In theory, a chatbot can write code to access any API on the Internet. But current chatbots are still not skilled enough to do more than simple tasks. And even if they were, allowing them to freely browse the Internet would be a huge security risk. That’s why companies are starting small.
A few months after OpenAI introduced ChatGPT, it quietly released a way for the chatbot to do more than generate text. After installing various add-ons (software that augments what the robot can do), you can ask it to search for available flights on travel sites like Expedia, pull a map of your hometown into Google Earth, or even transform a spreadsheet that details your Annual expenses on a multi-colored bar chart.
Equipped with a plugin called code interpreter, ChatGPT could not only write code but also execute it. This allowed the technology to instantly perform tasks it could not do in the past, including editing spreadsheets and transforming still images into videos. Google, Microsoft and other companies are exploring similar technologies.
“These are projects where we essentially imagine AI working with other AIs on your behalf,” said Ashley Llorens, vice president at Microsoft.
Independent projects like AutoGPT are trying to take this sort of thing a step further. The idea is to give the system goals like “create a company” or “make some money.” You will then look for ways to achieve that goal by asking yourself questions and connecting to other Internet services.

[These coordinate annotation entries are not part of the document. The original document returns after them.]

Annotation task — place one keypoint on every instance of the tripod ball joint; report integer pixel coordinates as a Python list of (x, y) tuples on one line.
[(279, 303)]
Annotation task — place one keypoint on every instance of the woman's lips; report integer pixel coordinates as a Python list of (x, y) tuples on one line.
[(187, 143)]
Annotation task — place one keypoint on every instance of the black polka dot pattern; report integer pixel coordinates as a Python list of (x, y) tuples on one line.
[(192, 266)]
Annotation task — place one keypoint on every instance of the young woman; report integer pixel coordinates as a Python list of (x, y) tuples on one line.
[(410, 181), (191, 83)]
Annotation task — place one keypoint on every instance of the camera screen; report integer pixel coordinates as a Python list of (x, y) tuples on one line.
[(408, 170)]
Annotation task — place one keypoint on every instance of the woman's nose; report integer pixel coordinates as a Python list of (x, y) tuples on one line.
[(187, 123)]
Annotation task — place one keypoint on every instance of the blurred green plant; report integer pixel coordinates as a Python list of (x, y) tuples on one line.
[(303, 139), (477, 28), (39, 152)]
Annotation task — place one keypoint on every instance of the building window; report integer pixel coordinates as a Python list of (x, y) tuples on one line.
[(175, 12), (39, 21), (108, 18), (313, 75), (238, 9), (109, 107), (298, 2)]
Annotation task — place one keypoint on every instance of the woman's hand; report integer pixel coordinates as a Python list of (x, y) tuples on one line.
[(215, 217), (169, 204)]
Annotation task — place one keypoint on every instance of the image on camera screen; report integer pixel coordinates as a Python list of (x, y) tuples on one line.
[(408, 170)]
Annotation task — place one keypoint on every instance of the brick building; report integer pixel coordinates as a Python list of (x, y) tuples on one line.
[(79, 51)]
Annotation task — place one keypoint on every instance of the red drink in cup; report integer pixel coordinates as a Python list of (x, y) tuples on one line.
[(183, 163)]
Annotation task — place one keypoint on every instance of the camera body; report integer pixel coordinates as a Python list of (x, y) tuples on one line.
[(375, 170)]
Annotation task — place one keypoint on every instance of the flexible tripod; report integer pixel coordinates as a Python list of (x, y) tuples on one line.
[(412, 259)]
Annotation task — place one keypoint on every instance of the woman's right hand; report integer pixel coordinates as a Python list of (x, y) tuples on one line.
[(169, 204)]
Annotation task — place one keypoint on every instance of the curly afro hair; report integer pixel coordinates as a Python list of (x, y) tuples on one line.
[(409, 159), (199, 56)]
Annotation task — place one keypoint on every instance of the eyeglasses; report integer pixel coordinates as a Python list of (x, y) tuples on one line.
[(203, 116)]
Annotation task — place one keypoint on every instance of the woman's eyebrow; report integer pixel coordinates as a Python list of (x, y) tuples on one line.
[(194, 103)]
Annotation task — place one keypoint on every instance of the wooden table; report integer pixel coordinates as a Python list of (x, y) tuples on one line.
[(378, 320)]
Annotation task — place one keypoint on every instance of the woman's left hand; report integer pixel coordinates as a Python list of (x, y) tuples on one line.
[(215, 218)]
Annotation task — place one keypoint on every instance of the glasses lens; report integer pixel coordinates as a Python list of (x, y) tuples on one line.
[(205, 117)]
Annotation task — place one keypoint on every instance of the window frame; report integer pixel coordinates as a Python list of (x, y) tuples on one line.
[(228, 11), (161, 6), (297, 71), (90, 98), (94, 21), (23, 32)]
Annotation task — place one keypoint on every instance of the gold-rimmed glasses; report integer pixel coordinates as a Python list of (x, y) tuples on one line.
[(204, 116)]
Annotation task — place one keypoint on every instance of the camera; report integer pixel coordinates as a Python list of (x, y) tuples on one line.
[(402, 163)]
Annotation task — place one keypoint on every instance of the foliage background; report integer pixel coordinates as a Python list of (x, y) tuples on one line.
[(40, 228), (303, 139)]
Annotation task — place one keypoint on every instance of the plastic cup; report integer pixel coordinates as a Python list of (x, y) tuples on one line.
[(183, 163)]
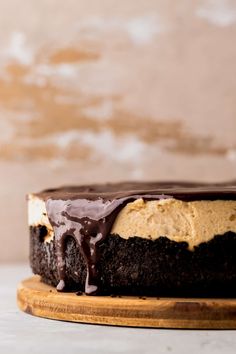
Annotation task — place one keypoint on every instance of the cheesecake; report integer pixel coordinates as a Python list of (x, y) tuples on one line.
[(136, 238)]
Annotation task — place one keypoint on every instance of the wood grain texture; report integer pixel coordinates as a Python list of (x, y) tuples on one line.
[(41, 300)]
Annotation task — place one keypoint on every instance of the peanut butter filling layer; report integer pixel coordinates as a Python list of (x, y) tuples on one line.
[(193, 222)]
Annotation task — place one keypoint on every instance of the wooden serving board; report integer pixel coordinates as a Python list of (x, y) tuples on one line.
[(39, 299)]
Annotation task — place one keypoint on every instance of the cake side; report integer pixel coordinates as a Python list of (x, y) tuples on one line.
[(144, 267)]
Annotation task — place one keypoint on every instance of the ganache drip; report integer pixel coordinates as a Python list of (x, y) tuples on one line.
[(87, 214)]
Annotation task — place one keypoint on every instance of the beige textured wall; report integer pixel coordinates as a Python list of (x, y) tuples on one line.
[(110, 90)]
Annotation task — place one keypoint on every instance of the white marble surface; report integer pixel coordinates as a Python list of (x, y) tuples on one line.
[(22, 333)]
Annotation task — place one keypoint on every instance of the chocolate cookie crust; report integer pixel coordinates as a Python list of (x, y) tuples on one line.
[(81, 221), (167, 268)]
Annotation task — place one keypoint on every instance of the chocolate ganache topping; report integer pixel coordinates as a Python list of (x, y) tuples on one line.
[(87, 214)]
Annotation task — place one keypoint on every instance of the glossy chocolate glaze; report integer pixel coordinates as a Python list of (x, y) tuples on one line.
[(87, 213)]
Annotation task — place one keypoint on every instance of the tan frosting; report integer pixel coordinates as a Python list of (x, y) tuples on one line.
[(193, 222)]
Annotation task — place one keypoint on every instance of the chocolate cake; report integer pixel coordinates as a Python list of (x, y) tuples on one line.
[(142, 239)]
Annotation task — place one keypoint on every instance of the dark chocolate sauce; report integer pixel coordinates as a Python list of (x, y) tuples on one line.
[(87, 213)]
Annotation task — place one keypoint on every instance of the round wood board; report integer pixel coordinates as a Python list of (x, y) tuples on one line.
[(39, 299)]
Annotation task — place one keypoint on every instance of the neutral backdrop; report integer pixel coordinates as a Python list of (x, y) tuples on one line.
[(112, 90)]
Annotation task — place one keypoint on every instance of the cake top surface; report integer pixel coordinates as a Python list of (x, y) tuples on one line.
[(159, 190)]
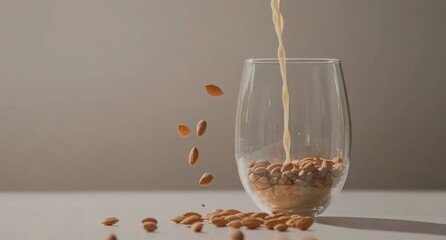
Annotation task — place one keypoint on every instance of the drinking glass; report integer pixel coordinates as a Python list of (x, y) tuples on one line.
[(319, 125)]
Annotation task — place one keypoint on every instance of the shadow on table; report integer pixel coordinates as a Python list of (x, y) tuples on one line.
[(383, 224)]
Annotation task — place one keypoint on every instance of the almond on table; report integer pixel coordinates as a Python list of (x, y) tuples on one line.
[(193, 156), (201, 127), (197, 227), (109, 221), (183, 130), (206, 179), (213, 90)]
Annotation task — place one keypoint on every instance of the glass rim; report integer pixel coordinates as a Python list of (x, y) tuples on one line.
[(293, 60)]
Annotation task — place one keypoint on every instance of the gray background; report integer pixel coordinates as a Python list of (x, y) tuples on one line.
[(91, 91)]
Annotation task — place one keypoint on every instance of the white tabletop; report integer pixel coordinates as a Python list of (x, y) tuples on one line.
[(78, 215)]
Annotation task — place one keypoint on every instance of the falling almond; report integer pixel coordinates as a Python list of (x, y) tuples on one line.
[(201, 127), (206, 179), (213, 90), (183, 130), (193, 156)]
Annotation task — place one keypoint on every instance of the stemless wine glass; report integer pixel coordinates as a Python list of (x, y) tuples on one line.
[(319, 123)]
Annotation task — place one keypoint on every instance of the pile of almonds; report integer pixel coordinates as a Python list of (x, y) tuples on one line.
[(308, 172), (298, 184), (233, 218), (184, 131)]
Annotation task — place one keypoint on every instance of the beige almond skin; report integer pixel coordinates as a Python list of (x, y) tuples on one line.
[(201, 127), (149, 219), (183, 130), (191, 220), (197, 227), (235, 224), (213, 90), (281, 227), (219, 222), (206, 179), (178, 219), (236, 235), (150, 226), (109, 221), (193, 156), (252, 223)]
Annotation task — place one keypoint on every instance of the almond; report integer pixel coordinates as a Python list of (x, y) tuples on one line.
[(233, 217), (178, 219), (150, 226), (197, 227), (183, 130), (193, 156), (252, 223), (269, 224), (112, 237), (201, 127), (260, 215), (281, 227), (213, 90), (149, 219), (206, 179), (219, 222), (191, 220), (110, 221), (235, 224), (236, 235)]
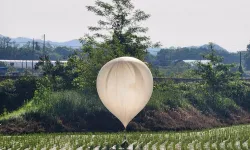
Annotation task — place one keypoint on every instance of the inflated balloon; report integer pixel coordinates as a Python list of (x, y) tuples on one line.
[(125, 86)]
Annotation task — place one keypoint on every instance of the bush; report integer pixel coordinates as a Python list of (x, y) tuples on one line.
[(14, 93)]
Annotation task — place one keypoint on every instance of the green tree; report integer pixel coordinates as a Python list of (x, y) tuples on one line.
[(118, 34), (216, 75), (247, 58)]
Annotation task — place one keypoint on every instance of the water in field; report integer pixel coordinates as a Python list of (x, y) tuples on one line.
[(223, 138)]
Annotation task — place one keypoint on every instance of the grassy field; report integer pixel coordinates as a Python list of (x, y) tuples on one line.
[(236, 137)]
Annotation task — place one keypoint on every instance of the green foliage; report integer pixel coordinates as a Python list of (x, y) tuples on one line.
[(167, 95), (118, 33), (247, 58), (216, 74), (14, 93)]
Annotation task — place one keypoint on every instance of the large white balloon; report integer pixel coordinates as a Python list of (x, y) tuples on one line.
[(125, 86)]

Nowadays, this doesn’t work very well. Systems like AutoGPT tend to get stuck in endless loops. But researchers like Dr. Fan are constantly refining this type of technology in an effort to make it more useful and reliable.
Other researchers are building a new type of AI agent designed to use software tools. In the summer of 2022, Dr. Clune was part of a team of OpenAI researchers that created an agent that could use computer software the same way a person would: mouse click by mouse click, keystroke by pressing.
Dr. Clune and his colleagues fed the system hours of online videos showing people playing Minecraft. By analyzing the way people used the mouse and keyboard to navigate through Minecraft’s digital universe, the system learned to play on its own.
Other companies, including a startup called Adept, are building similar agents who use websites like Wikipedia, Redfin, and Craigslist and popular office apps from companies like Salesforce.
Dr. Clune maintains that this type of agent will eventually allow artificial intelligence to use a much wider range of software applications and websites. He said everyone would have access to a digital assistant that could potentially do almost anything on the Internet. That could make life easier, but it could also replace countless jobs.
“If AI can do anything we can do, it doesn’t just replace boring tasks,” he said. “Replaces all tasks.”